I've run into a strange problem, I filled up the water tank as usual but once put inside the machine it keeps telling me the tank is empty.

The Musica tank has a small plastic cylinder/barrel in the bottom right, I assume it's filled with air because it floats when submerged in water. The odd part is I take the tank out and it floats as you would expect but once put back into the machine it drops to the bottom. Sometimes it's sunk to the bottom when out of the machine but a few taps will usually fix that, I may be imagining it but it seems less buoyant than normal but it doesn't appear to be porous or to have a leak so I would have expected it to behave consistently (which it clearly isn't).

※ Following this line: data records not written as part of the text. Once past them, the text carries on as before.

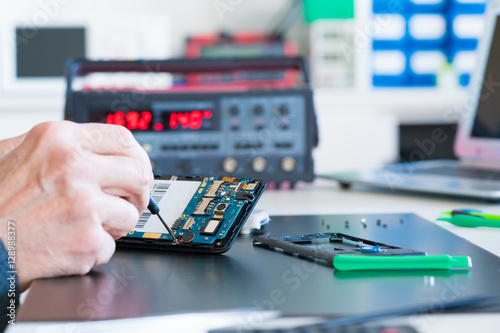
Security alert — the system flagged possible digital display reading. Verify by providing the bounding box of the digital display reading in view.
[89,110,217,132]
[106,111,153,131]
[163,110,214,131]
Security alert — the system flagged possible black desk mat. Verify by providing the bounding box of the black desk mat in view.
[18,214,500,321]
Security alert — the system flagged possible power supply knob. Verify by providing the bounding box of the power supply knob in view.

Considering how simple a mechanism this appears to be I'm at a loss to explain the behavior, I'm using Volvic with a bit of Brita filtered water and I haven't descaled the machine yet but I don't understand how that would affect how well the barrel floats.


----------



## CoffeeJohnny (Feb 28, 2011)

Will have a look at mine see if I can have some idea.


----------



## Ran1 (Oct 22, 2013)

I dont know the Musica Tank machine but it sounds like a similar system to a Rancilio S24.

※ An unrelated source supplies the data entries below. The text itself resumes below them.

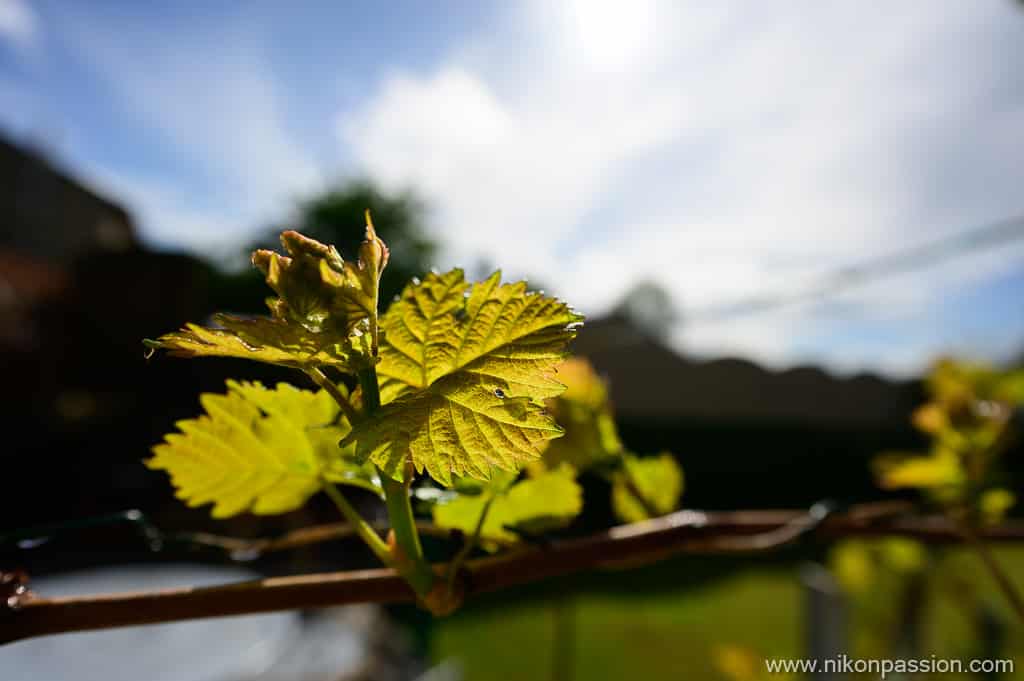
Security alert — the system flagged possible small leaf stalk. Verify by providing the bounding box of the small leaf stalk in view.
[358,358,434,599]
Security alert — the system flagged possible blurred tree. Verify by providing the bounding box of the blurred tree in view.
[214,179,437,312]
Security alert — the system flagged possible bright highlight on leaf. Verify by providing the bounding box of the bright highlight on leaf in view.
[433,466,583,550]
[146,381,376,518]
[611,454,683,522]
[874,359,1024,522]
[343,269,583,485]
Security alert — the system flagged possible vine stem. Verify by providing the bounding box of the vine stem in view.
[447,497,495,596]
[0,507,1024,645]
[303,367,359,423]
[324,480,394,567]
[358,366,434,598]
[961,522,1024,623]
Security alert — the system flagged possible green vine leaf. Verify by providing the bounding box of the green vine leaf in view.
[143,220,388,373]
[611,454,683,522]
[142,314,351,371]
[145,381,378,518]
[342,269,583,485]
[433,466,583,550]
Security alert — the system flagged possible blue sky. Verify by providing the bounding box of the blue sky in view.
[0,0,1024,374]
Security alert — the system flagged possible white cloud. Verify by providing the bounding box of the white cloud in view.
[62,14,323,253]
[0,0,39,49]
[338,0,1024,367]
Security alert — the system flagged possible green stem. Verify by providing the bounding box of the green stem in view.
[447,497,495,596]
[379,471,434,596]
[324,480,394,567]
[304,367,359,424]
[358,366,434,597]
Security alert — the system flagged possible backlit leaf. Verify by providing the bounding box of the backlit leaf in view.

Does your machine have a plastic tube connected to the plastic cylinder? If yes, check the tube for splits.


----------



## SimonB (Sep 12, 2013)

Ran1 said:


> I dont know the Musica Tank machine but it sounds like a similar system to a Rancilio S24.
> 
> Does your machine have a plastic tube connected to the plastic cylinder? If yes, check the tube for splits.


There's no tube that I've noticed, the little plastic barrel seems to have regained its buoyancy when the machine has warmed up and after I left it to dry overnight. Perhaps it's porous and needs to recharge? I must be missing something obvious...

I'll post some pictures tomorrow once I've emptied the tank (with the last of my jampit







).


----------



## El carajillo (Mar 16, 2013)

Looking on/line at an exploded view of the Musica it appears that the piece in the tank corresponds with another one underneath the tank.I would suspect that this works in a similar manner to how elec/tooth brush charges without direct contact,, in your case passes power/signal.Sorry can`t be more helpful.


----------



## lukeap69 (Apr 23, 2013)

I remember that happening to me once when I had forgotten to fill the tank and the no water indicator lit.

Even after filling the tank with water, the no water indicator would not turn off. I had to turn off the machine main power off few times, the it normalised.

This may solve your problem.


----------



## SimonB (Sep 12, 2013)

Thanks for the replies!









This is inside the tank, that's the little barrel I mentioned, there's 2 plastic tabs on either side which prevent it from floating up into the rest of the tank.









That's the view from outside the tank, the hole is actually just where the plastic has been punched in for those 2 tabs stopping the barrel you can see from inside. It's hard to see but there appears to be two halves with the bottom one being darker.









This is inside the Musica, the bottom metal part which looks a like a button I think is the actual probe so when the barrel sinks to the bottom (as it should when there's too little water) it comes close enough to the probe and the machine reports an empty tank. I don't know what function the metal bar on the right provides.

So far I've had this problem only occur twice, as I mentioned the barrel appears sealed but it's behavior indicated this was either incorrect or the example of the kettle/electric toothbrush but that sounds like a complicated method for such a simple task considering there's little chance of the barrel rupturing?

The more I know the less I know...


----------



## mike.khan.140 (Oct 26, 2013)

The float will have a magnet in it. The metal bit in the frame beneath the tank is a reed switch, or possibly a hall-effect sensor. These are both activated by the presence of a magnet. The little metal bar is probably attached to a micro switch so the machine knows whether the tank is in place or not.

Sounds like the float has lost its buoyancy.


----------



## SimonB (Sep 12, 2013)

Sounds about right and the magnet would explain why the float would be fine outside and then drop once inside the machine.

Still not clear on why the buoyancy of the float would change, besides the two times I mentioned earlier in the thread it's floated to the top without an issue.


----------